In 1959 Trane told the Nigerian percussionist Olatunji, "I must go back to the roots," began to study African culture, languages, and music, and first heard in his head the type of drum sound he'd want in the quartet he'd soon be forming. Leon Thomas tells this story--"When I knew them, Trane and Eric were listening to tribal recordings of South African pygmies. He told me that each drummer has a certain rhythm to play and doesn't try to play all the rhythms at once. What he heard was several drummers playing polyrhythms. But what he wanted in his band was Elvin playing polyrhythms all by himself." And bassist Steve Davis recalls, "That first night Elvin was in the band, he was playing so strong and so loud you could hear him outside the club and down the block. But Trane wanted a drummer who could really kick, and Elvin was one of the strongest, wildest drummers in the world. After the gig, Trane put his arm around Elvin, took him to a barbecue place around the corner, and bought him some ribs. Trane and Elvin were tight from then on."

Anyway, Trane and Olatunji got together in1965 to talk about some "extramusical" matters. Thomas' report is the first I'd read about these self-determination efforts. Trane and Olatunji were both pretty fed up with their exploitation at the hands of the men who ran the concert and recording scenes. They decided to work together to make an African cultural center a reality. Yusef Lateef was also interested in participating and the three of them agreed to combine their financial resources, book their own groups, rehearse their music at the center, and eventually form their own recording company. Although Coltrane died before the plan came to fruition, this action represents the continued development of a maturing political consciousness in a man usually described as "completely apolitical" despite his well-known pacifism. In his own way he had expressed himself explicitly and eloquently on a couple of violent American tragedies. "Alabama", included on "Live At Birdland" is his eulogy for the four black girls killed when the 16th St. Baptist Church in Birmingham, Alabama was dynamited. And "Reverend King" on "Cosmic Music" is, of course, Trane's tribute to that great Black leader.

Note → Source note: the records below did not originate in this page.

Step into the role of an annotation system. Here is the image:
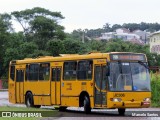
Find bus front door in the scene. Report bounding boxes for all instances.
[94,65,107,107]
[16,69,24,103]
[51,67,61,105]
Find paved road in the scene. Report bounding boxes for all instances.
[0,92,160,120]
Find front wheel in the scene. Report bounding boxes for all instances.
[25,92,34,107]
[83,96,91,114]
[59,106,67,111]
[118,108,126,115]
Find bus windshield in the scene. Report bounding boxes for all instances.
[109,62,151,91]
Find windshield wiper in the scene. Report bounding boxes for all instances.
[138,61,149,69]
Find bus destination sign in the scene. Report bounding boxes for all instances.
[111,54,146,61]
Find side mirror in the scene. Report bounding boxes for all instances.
[106,63,110,76]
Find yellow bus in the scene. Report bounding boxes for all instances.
[9,52,151,114]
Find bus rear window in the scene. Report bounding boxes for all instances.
[10,66,15,81]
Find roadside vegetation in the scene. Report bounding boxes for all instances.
[0,7,160,109]
[151,73,160,107]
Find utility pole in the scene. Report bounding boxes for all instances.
[82,30,85,43]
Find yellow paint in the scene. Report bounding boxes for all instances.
[9,53,151,108]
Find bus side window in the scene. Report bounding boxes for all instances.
[39,63,50,80]
[25,65,29,80]
[10,66,15,81]
[63,61,77,80]
[77,60,93,80]
[26,64,39,81]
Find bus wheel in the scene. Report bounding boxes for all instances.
[83,96,91,114]
[34,105,41,108]
[59,106,67,111]
[25,92,34,107]
[118,108,126,115]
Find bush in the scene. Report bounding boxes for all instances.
[151,74,160,107]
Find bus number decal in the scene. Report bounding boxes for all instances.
[114,93,125,97]
[67,83,72,90]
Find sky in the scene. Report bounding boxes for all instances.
[0,0,160,32]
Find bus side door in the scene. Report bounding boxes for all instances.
[16,69,24,103]
[94,59,107,107]
[8,65,16,103]
[51,62,62,105]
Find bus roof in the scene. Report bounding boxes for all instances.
[11,52,146,64]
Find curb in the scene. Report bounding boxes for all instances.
[0,89,8,92]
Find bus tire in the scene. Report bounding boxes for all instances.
[83,96,91,114]
[59,106,67,111]
[25,92,34,107]
[118,108,126,115]
[34,105,41,108]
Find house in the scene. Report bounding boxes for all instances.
[100,28,144,45]
[100,32,116,40]
[116,28,130,34]
[149,31,160,54]
[132,30,150,44]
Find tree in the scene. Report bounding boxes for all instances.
[46,39,64,56]
[103,23,111,32]
[12,7,65,50]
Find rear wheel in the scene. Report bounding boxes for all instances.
[25,92,34,107]
[34,105,41,108]
[83,96,91,114]
[118,108,126,115]
[59,106,67,111]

We have Thomas to thank for illuminating, to a greater or lesser degree, these other shadowy or unknown aspects of John Coltrane's life - his meetings with Charlie Parker, his respect and love for saxophonists Sonny Rollins and Eric Dolphy (his "only true friends,") details of his marital affairs, his (unfortunately) private experiments with a then-experimental Varitone electric saxophone attachment, and his investigations into the Western Classical repertoire.

Thomas also goes into some detail explaining just what were the physical ailments that beset John Coltrane throughout his life, matters about which curiously little was known.

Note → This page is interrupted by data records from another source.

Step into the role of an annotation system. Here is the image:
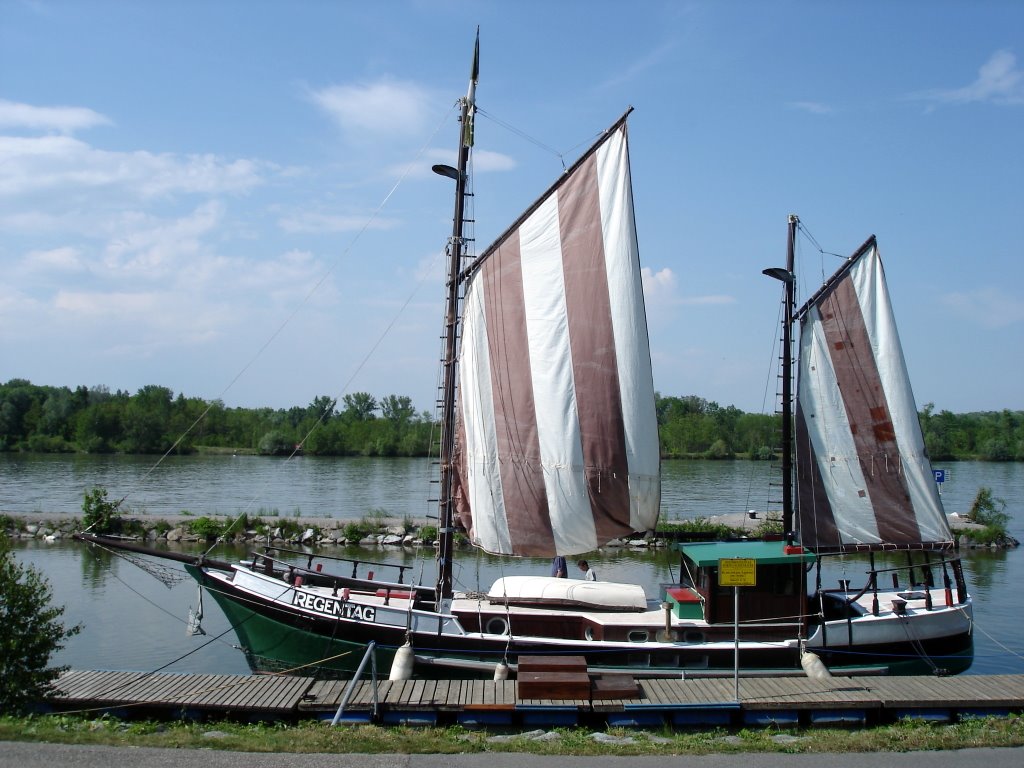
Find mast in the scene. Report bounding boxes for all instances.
[433,28,480,612]
[763,214,800,541]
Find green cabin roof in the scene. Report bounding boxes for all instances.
[676,542,815,568]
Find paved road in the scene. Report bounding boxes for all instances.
[6,741,1024,768]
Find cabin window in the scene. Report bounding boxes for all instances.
[487,616,509,635]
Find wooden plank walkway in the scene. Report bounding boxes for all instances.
[46,671,1024,727]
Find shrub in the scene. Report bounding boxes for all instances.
[82,485,121,534]
[0,532,81,714]
[188,517,224,540]
[964,486,1014,545]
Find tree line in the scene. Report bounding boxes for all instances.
[0,379,1024,461]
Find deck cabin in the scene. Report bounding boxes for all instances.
[668,541,815,625]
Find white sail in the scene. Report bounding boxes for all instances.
[455,119,660,556]
[796,238,953,551]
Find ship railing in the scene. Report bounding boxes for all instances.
[249,547,435,604]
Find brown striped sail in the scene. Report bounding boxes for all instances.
[796,237,953,552]
[453,118,660,556]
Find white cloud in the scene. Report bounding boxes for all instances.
[0,98,111,133]
[640,266,676,301]
[103,202,224,280]
[0,136,262,198]
[23,246,85,273]
[640,266,736,308]
[278,211,398,233]
[790,101,836,115]
[913,50,1024,104]
[309,79,434,136]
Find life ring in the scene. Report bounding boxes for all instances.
[486,616,509,635]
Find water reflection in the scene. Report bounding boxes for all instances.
[8,455,1024,674]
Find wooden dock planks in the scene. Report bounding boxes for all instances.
[51,671,1024,723]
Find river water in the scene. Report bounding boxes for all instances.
[0,455,1024,674]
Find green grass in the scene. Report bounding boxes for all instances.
[0,715,1024,756]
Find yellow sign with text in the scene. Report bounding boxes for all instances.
[718,557,758,587]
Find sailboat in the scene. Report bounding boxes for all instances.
[75,39,971,678]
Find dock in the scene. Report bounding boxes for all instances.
[40,671,1024,728]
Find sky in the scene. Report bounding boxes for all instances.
[0,0,1024,421]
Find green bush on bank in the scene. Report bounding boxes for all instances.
[0,531,81,714]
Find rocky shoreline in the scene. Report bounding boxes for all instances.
[0,512,1020,550]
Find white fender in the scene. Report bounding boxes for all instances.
[387,640,416,680]
[495,662,509,680]
[800,650,831,680]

Chasin' the Trane, then, is useful in many respects and exhilarating if you're at all familiar with the man's music. However, its unabashed thrust is the argument for the canonization of its subject which (along with the lack of an index) undermines its credibility. We should read this airy biography as an introduction or aid to his music and hope for an earthy, scholarly companion piece by someone else that, together with this volume, will add up to the monument that this giant deserves.